La forma en que usamos el cerebro mientras estamos sentados parece ser un determinante crucial del funcionamiento cognitivo futuro y puede predecir la aparición de la demencia, aseguran los expertos.

Por otra parte, el aumento del tiempo dedicado a comportamientos sedentarios mentalmente activos se asoció con una reducción significativa del riesgo de demencia, manteniendo al mismo tiempo los niveles de comportamiento sedentario pasivo y de actividad física ligera y moderada a vigorosa.

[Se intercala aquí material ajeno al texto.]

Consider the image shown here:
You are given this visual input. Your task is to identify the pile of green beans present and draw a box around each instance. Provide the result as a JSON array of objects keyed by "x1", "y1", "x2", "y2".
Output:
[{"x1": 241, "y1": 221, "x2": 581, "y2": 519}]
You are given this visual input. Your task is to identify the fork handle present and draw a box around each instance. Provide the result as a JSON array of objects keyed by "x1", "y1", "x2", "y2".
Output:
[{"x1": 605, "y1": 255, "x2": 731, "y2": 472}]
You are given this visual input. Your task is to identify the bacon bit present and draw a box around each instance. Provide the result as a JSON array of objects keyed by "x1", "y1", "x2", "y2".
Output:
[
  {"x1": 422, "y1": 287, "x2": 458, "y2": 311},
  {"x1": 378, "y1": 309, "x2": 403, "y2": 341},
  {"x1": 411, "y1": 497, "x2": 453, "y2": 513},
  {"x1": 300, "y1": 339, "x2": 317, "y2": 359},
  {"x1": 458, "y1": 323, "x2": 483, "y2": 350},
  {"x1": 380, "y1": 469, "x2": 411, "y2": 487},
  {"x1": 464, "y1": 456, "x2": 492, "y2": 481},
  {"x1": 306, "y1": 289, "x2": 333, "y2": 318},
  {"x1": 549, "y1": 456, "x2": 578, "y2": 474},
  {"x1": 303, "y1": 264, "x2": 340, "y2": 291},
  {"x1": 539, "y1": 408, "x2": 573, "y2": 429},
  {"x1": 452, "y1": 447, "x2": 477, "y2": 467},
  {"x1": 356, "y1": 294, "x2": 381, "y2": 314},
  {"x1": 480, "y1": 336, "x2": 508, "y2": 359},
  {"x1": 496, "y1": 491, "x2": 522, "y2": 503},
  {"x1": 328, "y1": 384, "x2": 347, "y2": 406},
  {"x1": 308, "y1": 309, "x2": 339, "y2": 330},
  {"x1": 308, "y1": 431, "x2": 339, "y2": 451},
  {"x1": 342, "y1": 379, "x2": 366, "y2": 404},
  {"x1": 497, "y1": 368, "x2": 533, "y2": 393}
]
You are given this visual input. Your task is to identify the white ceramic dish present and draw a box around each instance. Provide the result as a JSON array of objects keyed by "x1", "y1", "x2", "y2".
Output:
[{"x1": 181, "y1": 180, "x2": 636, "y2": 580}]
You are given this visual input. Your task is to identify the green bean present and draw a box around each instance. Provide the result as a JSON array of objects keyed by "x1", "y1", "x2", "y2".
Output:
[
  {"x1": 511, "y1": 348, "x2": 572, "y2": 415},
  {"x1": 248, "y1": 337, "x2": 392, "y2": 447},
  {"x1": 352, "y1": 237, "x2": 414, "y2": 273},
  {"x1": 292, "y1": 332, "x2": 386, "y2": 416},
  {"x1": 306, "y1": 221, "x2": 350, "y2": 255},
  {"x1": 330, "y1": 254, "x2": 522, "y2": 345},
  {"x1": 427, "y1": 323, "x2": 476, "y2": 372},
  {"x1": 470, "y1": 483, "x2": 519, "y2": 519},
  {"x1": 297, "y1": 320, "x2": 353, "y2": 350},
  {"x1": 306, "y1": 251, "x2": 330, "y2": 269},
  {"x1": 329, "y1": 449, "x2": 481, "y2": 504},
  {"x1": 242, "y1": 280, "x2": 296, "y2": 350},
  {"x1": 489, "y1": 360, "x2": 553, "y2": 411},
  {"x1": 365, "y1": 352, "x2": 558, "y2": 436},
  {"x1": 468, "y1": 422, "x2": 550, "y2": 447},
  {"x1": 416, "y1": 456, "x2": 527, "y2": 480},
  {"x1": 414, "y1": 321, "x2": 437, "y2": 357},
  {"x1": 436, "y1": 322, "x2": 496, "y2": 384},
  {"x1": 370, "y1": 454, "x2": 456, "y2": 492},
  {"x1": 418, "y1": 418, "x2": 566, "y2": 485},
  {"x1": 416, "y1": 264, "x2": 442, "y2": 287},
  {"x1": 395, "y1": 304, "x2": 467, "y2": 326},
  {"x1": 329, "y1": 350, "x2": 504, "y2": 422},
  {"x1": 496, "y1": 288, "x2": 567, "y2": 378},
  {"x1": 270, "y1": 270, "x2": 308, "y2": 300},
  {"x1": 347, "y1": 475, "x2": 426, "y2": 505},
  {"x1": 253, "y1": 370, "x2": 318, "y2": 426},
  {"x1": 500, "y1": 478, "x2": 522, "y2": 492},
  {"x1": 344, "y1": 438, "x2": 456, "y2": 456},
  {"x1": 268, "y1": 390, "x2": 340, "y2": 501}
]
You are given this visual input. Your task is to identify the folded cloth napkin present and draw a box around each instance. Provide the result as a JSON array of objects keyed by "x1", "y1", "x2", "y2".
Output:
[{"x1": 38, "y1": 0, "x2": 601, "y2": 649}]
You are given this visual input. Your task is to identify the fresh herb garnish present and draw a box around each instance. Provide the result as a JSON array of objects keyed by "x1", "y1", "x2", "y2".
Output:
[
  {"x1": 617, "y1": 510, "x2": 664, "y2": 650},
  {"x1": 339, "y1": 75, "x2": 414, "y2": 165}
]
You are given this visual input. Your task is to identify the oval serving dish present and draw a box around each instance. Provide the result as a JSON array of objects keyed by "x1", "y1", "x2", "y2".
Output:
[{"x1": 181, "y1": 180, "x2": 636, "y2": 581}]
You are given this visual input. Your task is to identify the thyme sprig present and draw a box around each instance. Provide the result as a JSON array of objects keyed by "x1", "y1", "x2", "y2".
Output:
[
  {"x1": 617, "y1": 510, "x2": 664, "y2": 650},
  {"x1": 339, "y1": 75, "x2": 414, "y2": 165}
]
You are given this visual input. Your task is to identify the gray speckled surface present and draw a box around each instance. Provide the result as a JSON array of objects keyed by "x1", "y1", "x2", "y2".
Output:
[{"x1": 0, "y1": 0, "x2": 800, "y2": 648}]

«El sedentarismo es un factor de riesgo omnipresente, pero modificable, para muchas afecciones de salud, incluida la demencia.

Los científicos concluyeron que no todos los comportamientos sedentarios son equivalentes; algunos pueden aumentar el riesgo de demencia, mientras que otros pueden ser protectores.

Mantenerse físicamente activo sigue siendo fundamental, pero, a medida que envejecemos, también lo es entrenar el cerebro, incluso cuando estamos sentados.

Sugirieron que cambiar parte del tiempo de sofá pasivo por lectura u otras tareas cognitivas podría ser un gesto sencillo con un impacto importante en la salud cerebral a largo plazo.

Según la fuente, la demencia es la tercera causa principal de mortalidad y la séptima causa principal de discapacidad entre los adultos mayores en todo el mundo.